Rowerzystka Fot. CC0
Nowelizacja Kodeksu karnego została pod koniec ubiegłego tygodnia przegłosowana przez sejmową Podkomisję do spraw nowelizacji prawa karnego.
Podczas obrad wprowadzono kilka poprawek. Jedna z ważniejszych dotyczyła tego, jakie pojazdy jakim kierującym będą konfiskowane za to, że prowadzili w stanie nietrzeźwości. Sejmowe Biuro Legislacyjne zwróciło uwagę, że w nowych zapisach pojawiły się sformułowania „pojazdy”. I zaproponowało, by ujednolicić wszędzie tę definicję do „pojazdów mechanicznych”. Tę poprawkę zaakceptowano.
Rower konfiskowany nie będzie
Co to oznacza w praktyce? Że konfiskata pojazdów dotyczyć będzie tylko sprawców przestępstw poruszających się pojazdami mechanicznymi. Na przepadek samochodu narażeni będą więc pijani kierowcy samochodów, maszyn rolniczych, motocykli, motorowerów i pojazdów szynowych.

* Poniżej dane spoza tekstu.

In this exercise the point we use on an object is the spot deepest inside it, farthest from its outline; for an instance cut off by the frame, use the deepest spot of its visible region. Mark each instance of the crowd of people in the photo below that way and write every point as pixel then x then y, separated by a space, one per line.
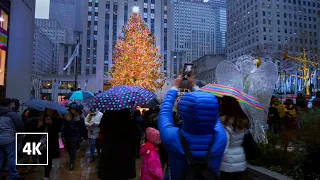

Rowerzyści złapani pijani na rowerze nie będą tracić pojazdu, bo rower – nawet z silnikiem pomocniczym – w prawie uznawany jest za pojazd niemechaniczny. Nie stracą też pojazdów pijani kierowcy urządzeń transportu osobistego czy hulajnóg elektrycznych.
To może niektórych dziwić, bo rowery (także elektryczne) nierzadko kosztują obecnie tyle, co stary używany samochód. Jednak w konfiskacie pojazdów chodzić ma nie o dodatkową karę – a odbieranie narzędzia, którym pijany może wyrządzić innym szkodę na drodze.
Tu jest jasnym, dlaczego nowelizacja skupia się na pojazdach mechanicznych. W 2021 r. według statystyk Komendy Głównej Policji najwięcej wypadków spowodowali kierowcy będący „pod działaniem alkoholu”, którzy kierowali samochodami osobowymi (66, proc. wszystkich takich wypadków). Wprawdzie w tej statystyce na drugim miejscu są rowerzyści (11,2 proc.), którzy dwukrotnie częściej powodowali takie wypadki niż motocykliści (6,2 proc.) i trzykrotnie więcej niż kierowcy samochodów ciężarowych (4,4 proc.). Jednak w tych wypadkach rowerzyści najczęściej szkodzą samym sobie a nie osobom postronnym.
2 tys. zł mandatu dla pijanego rowerzysty
Od 1 stycznia w znowelizowanym taryfikatorze rząd mocno podniósł kary grzywny nakładane na pijanych rowerzystów. Teraz jazda w stanie nietrzeźwości rowerem to minimum 2 tys. zł mandatu.